Data Preparation

Module containing data pre-processing pipelines.

class master_thesis.data.MasterThesisData(*args: Any, **kwargs: Any)

Bases: pytorch_lightning.core.datamodule.LightningDataModule

Class used to handle data pre-processing steps and persist data splits.

train_bgs_meta

Dictionary containing a mapping between the ids of the different data samples of the backgrounds training dataset and their paths in disk.

train_masks_meta

Dictionary containing a mapping between the ids of the different data samples of the masks training dataset and their paths in disk.

validation_bgs_meta

Dictionary containing a mapping between the ids of the different data samples of the backgrounds validation dataset and their paths in disk.

validation_masks_meta

Dictionary containing a mapping between the ids of the different data samples of the backgrounds validation dataset and their paths in disk.

test_meta

Dictionary containing a mapping between the ids of the test dataset samples and their paths in disk.

kwargs

dictionary containing the CLI arguments required to create an instance of MasterThesisData.

prepare_data()

Prepares the data used to train the model.

  1. Fills the meta class attributes with the mapping between data samples and their paths, for the different datasets and splits.

  2. Cleans those masks samples which are either too small or too big, defined by the --min_mask_size and --max_mask_size CLI arguments.

  3. Samples a small portion of the data so that validation and test pipelines are consistent between epochs.

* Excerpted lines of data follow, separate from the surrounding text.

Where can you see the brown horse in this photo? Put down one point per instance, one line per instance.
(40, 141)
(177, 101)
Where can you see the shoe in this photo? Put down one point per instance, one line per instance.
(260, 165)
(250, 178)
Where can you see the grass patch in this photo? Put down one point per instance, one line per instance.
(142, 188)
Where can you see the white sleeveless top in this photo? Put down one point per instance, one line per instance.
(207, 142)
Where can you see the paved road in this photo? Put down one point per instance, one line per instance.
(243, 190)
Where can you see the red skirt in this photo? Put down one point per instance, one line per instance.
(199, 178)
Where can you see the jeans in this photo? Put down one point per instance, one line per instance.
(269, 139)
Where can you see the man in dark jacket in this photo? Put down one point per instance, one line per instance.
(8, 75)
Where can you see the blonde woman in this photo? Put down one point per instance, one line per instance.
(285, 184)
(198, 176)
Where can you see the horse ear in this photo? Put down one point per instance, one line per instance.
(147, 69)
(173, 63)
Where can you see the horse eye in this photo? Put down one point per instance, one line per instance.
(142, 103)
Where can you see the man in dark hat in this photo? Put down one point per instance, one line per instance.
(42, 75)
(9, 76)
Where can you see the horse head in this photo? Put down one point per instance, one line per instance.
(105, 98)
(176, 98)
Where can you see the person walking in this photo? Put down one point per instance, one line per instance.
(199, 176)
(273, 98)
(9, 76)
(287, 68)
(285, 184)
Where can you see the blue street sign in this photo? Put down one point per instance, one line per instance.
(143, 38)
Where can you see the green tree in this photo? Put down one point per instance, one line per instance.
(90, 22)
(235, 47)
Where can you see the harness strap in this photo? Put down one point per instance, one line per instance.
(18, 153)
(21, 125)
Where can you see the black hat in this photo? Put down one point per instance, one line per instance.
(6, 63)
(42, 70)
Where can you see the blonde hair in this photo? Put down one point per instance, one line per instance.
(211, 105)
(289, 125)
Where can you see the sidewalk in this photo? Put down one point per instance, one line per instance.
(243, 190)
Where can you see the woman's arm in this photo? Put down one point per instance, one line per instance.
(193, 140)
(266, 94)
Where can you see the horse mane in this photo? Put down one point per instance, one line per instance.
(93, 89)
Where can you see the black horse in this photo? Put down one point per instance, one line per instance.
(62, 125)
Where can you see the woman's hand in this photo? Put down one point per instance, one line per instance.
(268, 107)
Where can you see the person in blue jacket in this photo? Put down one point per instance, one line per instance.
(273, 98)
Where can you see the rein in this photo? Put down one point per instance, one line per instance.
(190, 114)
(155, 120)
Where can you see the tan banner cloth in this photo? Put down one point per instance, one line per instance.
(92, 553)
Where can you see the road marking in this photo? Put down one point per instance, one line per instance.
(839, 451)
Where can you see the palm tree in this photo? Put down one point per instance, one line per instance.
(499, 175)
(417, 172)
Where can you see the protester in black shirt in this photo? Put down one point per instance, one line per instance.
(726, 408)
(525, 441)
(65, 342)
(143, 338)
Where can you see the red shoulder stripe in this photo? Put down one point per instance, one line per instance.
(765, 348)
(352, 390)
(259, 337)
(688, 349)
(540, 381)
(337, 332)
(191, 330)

The results of this method will be saved in --data_ckpt_path so that subsequent calls do not have to wait for this pre-processing step to finish running.

train_dataloader()

Returns the data loader containing the training data.

Returns

DataLoader object containing the training data.

val_dataloader()

Returns the data loader containing the validation data.

Returns

DataLoader object containing the validation data.

test_dataloader()

Returns the data loader containing the test data.

Returns

DataLoader object containing the test data.

static load_loaders_fn(_)

Initializes the different random seeds to a random value between 0 and 1 billion.

static get_meta_got10k(data_folder, split)

Returns the metadata of the GOT-10k dataset.

Parameters
  • data_folder – folder where the dataset is stored.

  • split – split from which to extract the data. Can be either

  • validation. (train or) –

Returns

Dictionary associating sequence ids with the paths in disk of its individual frame backgrounds.

static get_meta_youtube_vos(data_folder, split)

Returns the metadata of the YouTubeVOS dataset.

Parameters
  • data_folder – folder where the dataset is stored.

  • split – split from which to extract the data. Can be either

  • validation. (train or) –

Returns

Dictionary associating sequence ids with the paths in disk of its individual frame masks.

static get_meta_davis(data_folder)

Returns the metadata of the DAVIS dataset.

Parameters

data_folder – folder where the dataset is stored.

Returns

Dictionary associating sequence ids with the paths in disk of its individual frames, both backgrounds and masks.

static add_data_specific_args(parent_parser)

Adds data-specific arguments so that they can be modified directly from the CLI.

Parameters
  • parent_parser – parser object just before adding data-specific

  • arguments.

Returns

Parser object after adding data-specific arguments.